Last week I attended the Rackspace Customer Event (Lombardi Blueprint is hosted at Rackspace) down on the Riverwalk in San Antonio. It was a great event and I sat in on some cool talks as well as grabbed some time with several of the Rackspace execs.
Later this week and/or early next week I will be posting the podcasts I did with CEO Lanham Napier, CTO John Engates as well as Mosso co-founder Jonathan Bryce.

The Riverwalk at dusk.
One of the talks I sat in on was CTO John Engates’ Cloud Computing presentation.
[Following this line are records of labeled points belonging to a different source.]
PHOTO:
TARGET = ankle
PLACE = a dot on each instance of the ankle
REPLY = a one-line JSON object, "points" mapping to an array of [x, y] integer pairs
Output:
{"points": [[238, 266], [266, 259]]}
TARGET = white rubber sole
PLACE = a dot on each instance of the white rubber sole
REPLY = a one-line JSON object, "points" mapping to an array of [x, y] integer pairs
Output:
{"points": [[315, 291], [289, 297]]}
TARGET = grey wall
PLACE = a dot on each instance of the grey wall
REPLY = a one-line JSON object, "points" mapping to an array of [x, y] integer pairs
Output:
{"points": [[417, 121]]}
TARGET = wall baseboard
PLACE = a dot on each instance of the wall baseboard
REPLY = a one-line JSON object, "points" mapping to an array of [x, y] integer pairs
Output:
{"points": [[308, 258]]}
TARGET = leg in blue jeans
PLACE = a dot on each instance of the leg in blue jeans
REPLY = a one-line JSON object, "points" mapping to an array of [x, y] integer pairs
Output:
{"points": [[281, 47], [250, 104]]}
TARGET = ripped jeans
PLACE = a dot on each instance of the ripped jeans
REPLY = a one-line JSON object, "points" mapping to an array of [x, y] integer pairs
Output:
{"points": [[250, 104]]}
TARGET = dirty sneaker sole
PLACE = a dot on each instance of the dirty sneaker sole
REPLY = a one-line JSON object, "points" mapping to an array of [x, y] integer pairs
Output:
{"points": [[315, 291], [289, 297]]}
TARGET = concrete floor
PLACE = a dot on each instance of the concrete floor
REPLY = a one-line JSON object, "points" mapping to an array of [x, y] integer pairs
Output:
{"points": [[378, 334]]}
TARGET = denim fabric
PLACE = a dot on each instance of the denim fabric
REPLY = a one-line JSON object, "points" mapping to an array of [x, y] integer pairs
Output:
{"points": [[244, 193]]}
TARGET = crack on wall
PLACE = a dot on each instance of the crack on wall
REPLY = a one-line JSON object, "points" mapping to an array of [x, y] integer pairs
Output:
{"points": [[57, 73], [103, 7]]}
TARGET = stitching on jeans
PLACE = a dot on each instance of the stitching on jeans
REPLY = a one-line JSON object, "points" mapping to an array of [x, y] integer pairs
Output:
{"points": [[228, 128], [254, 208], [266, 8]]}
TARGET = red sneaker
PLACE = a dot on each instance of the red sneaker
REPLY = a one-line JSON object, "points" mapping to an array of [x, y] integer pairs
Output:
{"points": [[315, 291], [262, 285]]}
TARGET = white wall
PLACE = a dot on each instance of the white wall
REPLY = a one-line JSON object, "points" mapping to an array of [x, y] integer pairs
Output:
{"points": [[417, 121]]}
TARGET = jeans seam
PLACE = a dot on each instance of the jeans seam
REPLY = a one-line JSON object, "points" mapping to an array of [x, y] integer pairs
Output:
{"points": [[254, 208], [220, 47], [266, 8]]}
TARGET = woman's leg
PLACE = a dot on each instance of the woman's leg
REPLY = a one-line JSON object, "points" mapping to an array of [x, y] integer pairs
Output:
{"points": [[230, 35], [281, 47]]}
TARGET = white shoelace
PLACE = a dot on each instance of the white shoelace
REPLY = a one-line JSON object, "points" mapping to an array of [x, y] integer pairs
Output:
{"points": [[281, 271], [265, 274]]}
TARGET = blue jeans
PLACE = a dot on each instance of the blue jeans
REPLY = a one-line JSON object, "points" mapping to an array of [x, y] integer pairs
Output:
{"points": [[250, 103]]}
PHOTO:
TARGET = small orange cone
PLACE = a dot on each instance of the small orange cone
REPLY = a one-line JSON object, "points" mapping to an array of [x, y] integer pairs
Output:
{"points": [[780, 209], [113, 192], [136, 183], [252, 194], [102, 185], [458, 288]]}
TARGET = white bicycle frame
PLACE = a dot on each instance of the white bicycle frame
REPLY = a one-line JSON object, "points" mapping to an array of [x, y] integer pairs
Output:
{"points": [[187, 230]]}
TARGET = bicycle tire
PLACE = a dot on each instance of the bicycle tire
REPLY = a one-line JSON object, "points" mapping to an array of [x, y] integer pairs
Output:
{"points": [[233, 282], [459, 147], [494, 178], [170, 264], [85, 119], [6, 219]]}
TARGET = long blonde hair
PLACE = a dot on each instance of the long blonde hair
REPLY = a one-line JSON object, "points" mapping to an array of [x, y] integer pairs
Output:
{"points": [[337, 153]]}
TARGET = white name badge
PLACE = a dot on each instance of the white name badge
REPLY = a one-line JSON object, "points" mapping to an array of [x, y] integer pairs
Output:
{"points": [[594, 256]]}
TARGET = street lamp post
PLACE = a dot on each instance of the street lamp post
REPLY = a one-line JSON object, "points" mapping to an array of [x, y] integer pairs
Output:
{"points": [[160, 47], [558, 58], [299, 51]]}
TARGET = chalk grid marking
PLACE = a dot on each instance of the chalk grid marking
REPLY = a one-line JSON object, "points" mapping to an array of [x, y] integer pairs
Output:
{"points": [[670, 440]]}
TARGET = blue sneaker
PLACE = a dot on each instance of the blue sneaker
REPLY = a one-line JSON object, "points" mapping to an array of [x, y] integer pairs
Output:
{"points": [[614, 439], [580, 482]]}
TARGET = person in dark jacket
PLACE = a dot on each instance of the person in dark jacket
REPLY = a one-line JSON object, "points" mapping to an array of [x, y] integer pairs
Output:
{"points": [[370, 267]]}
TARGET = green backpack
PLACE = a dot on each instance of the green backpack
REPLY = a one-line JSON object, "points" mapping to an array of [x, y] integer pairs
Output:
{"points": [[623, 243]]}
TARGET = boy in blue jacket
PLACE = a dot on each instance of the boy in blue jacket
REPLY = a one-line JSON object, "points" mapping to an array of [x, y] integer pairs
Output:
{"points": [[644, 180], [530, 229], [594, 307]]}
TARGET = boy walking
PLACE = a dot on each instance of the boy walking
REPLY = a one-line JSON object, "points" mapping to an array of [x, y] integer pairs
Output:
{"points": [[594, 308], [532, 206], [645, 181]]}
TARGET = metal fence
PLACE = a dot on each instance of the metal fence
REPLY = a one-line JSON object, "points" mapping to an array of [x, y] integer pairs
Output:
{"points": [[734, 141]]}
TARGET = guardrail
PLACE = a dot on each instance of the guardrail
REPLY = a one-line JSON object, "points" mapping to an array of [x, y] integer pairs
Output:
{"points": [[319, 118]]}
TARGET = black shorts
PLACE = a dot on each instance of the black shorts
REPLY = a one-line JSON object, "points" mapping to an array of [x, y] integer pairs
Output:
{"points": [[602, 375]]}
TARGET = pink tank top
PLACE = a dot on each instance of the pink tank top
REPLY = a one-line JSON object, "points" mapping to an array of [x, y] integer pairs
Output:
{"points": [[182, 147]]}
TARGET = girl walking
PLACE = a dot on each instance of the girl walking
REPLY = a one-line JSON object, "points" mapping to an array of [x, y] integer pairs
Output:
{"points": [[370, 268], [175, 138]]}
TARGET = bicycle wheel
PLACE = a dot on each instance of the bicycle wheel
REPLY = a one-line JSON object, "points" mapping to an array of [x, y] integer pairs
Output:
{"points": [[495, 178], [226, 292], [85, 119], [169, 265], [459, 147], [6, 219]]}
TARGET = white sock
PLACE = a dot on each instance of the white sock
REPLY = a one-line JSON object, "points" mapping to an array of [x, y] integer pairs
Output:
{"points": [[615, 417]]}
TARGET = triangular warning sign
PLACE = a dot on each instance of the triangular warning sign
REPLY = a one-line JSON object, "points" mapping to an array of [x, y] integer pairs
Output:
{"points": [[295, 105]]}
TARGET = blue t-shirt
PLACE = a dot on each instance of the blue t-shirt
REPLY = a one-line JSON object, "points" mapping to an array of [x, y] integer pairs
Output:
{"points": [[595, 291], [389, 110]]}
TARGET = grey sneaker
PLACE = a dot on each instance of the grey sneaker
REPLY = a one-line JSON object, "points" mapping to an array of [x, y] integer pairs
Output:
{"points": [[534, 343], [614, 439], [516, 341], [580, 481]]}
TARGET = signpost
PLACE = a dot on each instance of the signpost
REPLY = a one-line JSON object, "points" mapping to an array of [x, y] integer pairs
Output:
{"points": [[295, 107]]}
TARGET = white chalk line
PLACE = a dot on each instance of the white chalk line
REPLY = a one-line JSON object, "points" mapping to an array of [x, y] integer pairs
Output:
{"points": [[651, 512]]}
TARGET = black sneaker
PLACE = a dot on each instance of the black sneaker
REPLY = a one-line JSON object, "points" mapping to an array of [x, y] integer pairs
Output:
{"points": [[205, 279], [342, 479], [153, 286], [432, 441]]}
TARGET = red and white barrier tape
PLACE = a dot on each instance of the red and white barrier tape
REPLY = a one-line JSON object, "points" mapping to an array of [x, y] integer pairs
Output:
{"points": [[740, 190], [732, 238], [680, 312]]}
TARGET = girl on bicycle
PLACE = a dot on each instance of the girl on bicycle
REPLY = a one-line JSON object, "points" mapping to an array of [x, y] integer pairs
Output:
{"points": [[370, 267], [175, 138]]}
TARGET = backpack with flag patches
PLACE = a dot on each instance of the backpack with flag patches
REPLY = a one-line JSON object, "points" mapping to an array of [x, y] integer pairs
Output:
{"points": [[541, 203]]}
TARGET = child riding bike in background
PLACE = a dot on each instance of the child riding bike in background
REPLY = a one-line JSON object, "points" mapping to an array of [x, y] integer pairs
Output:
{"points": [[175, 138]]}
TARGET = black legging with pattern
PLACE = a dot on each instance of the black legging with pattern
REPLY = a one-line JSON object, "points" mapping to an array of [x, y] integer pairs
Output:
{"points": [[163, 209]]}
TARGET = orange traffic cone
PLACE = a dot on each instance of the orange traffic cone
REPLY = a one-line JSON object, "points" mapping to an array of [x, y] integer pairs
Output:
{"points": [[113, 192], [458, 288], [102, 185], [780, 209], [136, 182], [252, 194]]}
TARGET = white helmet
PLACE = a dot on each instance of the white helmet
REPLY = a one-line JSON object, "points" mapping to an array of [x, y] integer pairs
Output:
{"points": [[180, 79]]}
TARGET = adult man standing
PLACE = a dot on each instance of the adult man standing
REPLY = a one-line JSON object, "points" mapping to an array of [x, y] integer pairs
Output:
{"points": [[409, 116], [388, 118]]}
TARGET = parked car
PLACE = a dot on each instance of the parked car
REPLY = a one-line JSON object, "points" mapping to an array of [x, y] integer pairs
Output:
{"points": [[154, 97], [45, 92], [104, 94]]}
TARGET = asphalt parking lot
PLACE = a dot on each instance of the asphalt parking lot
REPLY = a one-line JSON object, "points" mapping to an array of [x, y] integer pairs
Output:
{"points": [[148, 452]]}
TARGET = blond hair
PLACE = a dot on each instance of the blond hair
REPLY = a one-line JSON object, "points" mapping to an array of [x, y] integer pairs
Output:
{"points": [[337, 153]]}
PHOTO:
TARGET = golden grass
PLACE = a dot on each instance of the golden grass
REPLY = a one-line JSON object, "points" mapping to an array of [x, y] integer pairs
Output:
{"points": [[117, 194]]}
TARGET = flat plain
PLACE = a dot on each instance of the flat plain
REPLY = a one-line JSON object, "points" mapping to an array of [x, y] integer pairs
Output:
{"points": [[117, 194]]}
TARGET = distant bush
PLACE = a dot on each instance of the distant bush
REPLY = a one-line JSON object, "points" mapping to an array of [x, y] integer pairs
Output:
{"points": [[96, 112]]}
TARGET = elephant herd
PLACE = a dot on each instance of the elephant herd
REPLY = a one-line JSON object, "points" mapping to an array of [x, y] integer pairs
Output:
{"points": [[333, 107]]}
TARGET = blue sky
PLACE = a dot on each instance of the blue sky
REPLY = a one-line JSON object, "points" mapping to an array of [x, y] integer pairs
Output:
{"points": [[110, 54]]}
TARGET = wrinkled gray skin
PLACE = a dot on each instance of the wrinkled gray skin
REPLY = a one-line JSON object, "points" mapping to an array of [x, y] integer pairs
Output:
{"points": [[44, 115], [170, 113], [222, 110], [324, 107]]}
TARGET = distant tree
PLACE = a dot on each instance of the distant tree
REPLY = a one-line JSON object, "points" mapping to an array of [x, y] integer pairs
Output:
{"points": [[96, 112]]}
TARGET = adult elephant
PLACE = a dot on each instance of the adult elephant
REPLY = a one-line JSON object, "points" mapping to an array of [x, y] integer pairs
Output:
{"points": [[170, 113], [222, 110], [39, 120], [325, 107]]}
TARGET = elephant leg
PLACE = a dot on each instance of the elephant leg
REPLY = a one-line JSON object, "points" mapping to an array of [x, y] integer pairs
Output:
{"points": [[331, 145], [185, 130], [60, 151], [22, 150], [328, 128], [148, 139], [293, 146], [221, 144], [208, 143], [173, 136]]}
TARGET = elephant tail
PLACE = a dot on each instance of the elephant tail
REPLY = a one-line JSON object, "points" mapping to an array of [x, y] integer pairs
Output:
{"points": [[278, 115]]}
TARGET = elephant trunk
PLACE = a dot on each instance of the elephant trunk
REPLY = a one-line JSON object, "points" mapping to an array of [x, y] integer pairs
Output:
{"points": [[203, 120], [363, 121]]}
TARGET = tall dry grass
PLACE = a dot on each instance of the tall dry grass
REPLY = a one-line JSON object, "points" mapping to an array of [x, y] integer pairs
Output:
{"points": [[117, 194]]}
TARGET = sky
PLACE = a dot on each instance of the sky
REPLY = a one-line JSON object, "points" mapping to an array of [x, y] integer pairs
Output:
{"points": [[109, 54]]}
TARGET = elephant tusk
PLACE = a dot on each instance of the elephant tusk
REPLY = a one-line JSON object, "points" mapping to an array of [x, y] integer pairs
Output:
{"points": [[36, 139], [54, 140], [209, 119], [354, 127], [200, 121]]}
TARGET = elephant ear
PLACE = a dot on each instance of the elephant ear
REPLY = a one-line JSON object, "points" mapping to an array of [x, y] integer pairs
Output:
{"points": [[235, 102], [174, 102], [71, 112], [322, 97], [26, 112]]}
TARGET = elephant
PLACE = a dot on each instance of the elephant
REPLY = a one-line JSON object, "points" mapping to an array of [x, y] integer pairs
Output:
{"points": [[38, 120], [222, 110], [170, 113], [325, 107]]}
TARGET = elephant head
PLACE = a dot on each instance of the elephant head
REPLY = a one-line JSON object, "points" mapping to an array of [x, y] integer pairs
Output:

You can check out the whole presentation here, but the section I wanted to call out was the one that dealt with “The Categories of Cloud Computing.” While not an original construct, it helped me to see it laid out like this:
Application Clouds (SaaS)
- Ease of use: Low complexity
- Flexibility: Minimal control
- Typical Consumers: End users
- Examples: Mail Trust, Salesfore.com, Blueprint, TurboTax Online, Microsoft Online Services
Platform Clouds (PaaS*)
- Ease of use: Medium complexity
- Flexibility: Medium control
- Typical Consumers: Developers
- Examples: Rackspace/Mosso Hosting Cloud, Google AppEngine, Force.com, Azure
Infrastructure Clouds (IaaS)
- Ease of use: High complexity
- Flexibility: Maximum control
- Typical Customers: Developers, System Administrators
- Examples: Rackspace/Mosso Cloud Files, EC2, S3, Microsoft SSDS, FlexiScale, GoGrid
*Not to be confused with PAAS.
While I find these categories helpful now, I’m sure it won’t be long until these divisions go the way of “intranet,” “extranet,” and “internet,” and there’s just one big happy cloud.

Where it all began“The Original Cloud” TM.